One of the things that helped me greatly was recalling behaviours of managers
that I thought highly of and emulating them, as well as thinking about poor
management practices I have been on the receiving end of and making sure that
it doesn't happen again. The idea of this exercise is for you to have a clear
vision of who you want to be as a manager. This can be as shallow as how you
want to be perceived, or go as deep as how you want to act every day.

Once you understand the type of manager you want to be, you can now decide how
you want to evolve that idea of yourself based on your experiences and
everything you learn. How you communicate your growth as a manager is also
something that you should consider. I have worked with management lecturers
that advocated authentic leadership, and it is something I try to live by.

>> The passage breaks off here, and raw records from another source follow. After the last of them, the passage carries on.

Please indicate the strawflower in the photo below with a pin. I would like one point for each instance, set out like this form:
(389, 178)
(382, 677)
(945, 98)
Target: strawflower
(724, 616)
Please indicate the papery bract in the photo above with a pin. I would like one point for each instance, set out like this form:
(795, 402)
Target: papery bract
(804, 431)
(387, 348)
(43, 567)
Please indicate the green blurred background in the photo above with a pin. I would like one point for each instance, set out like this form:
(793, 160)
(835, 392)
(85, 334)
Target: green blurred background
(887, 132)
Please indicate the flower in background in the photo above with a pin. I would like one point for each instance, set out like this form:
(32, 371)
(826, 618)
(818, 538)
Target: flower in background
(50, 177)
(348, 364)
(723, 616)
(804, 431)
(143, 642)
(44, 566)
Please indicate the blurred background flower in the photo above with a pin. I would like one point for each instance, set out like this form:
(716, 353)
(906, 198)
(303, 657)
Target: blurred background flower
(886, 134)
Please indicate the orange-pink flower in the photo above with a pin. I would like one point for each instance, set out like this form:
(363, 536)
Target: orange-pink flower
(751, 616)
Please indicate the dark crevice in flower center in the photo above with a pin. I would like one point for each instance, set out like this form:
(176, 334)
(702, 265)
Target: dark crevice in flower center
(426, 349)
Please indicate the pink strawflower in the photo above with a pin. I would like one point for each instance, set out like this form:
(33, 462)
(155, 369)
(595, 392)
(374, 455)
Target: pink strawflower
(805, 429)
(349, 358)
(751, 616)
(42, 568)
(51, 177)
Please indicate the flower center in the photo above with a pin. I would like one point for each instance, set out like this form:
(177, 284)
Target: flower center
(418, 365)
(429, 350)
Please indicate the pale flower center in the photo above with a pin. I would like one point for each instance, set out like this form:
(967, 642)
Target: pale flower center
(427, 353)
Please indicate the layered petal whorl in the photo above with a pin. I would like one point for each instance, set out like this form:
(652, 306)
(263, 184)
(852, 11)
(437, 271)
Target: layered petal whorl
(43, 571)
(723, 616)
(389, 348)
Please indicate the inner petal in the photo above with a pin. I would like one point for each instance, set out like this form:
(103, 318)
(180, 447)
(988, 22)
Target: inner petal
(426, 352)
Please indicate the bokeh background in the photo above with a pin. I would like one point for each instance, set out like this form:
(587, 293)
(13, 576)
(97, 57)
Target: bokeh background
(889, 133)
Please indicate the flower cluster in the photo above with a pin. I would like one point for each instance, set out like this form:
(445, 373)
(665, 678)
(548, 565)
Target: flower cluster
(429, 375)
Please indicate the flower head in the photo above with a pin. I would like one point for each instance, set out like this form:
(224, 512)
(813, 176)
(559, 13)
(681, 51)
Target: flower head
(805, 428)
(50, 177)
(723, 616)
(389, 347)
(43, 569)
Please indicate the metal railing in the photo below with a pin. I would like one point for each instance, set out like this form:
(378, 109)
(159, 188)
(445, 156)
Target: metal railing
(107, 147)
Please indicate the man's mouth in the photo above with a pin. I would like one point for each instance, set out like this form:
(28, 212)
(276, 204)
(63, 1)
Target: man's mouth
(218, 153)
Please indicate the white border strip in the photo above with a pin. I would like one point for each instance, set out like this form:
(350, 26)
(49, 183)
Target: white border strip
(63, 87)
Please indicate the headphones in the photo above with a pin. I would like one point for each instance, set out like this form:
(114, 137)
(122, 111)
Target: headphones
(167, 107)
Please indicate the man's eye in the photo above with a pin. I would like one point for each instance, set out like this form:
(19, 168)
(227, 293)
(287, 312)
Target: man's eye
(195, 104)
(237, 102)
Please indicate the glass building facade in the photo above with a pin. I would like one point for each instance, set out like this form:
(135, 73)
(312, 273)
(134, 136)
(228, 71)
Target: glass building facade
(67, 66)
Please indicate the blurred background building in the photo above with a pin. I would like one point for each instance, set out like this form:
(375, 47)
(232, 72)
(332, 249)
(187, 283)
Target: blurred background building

Being an authentic leader for me meant being honest with my team when I don't
know something, when I'm wrong, and when I'm making a serious attempt to
change how I operate as a manager. As an additional consideration though, I
manager I respect gave me the advise that such actions can be seen as weakness
by other managers and used against me; I made a conscious decision to continue
the practice, but you need to decide whether your environment will be
receptive to how you want to operate.

This leads to one of the first points you raised, where you wrote "I'm having
a hard time with the manager role transition as I enjoy getting my hands dirty
and diving in to solve problems." I think it's important to understand that as
a manager, you no longer have a single responsibility/obligation to the
manager you are reporting to. As a manager your dual responsibilities are to
ensure your team are working optimally whilst making sure your manager and the
greater organisation know about it. I cannot stress enough that this is more
than a full time job.

What changed my perspective about meetings is the following thought - do I
want my most productive team members to be in meetings, or do I want to be the
filter that ensures only the most useful information goes through. Being a
filter can take many forms. It may mean sitting in on exploratory meetings to
determine how serious the organisation is about a new task/project, and
throwing in a business analyst to further test the waters. Or it may mean
immediately pulling your top engineer of their current task to help the
company with an incident.

In regards to your comment about "knowing how much information to provide, how
much to expect", I think it's best to discuss this with your team. I tend to
have a general rule that if I can't imagine myself developing a solution based
on the knowledge I have about the problem, then I need to continue dialogue
with stakeholders before shifting the focus of my team. Although as you
mentioned, being hands-off means you become detached to the realities (read
challenges) of implementing working solutions in your environment. This is why
I would recommend identifying a technical lead that is basically your 2IC and
someone that keeps you technically grounded.

To shorten this comment, I will just conclude by saying that my view of
management is that you can still play either a developer, or administrator
role, but the system you are working on is the system of organisation that
makes up your company, rather than code and servers. As a developer it means
you are constantly looking for ways to improve products, ensuring people with
the right skills are being utilised or promoted so that they can contribute
towards outcomes that benefit all. As an administrator, your role will be to
ensure business continuity, by ensuring knowledge is passed on and successions
can occur with minimal disruption. All principles that apply to building and
maintaining scalable systems all apply to your company, such as redundancy,
reliability, efficiency, etc.

My final bit of advice is that you should be honest with yourself about
whether the role is right for you. I've seen some people take to management
like a new lease on life, while myself I have gone back to a development role
with desires of being no more than technical lead or a technical founder,
which is a completely different goal altogether.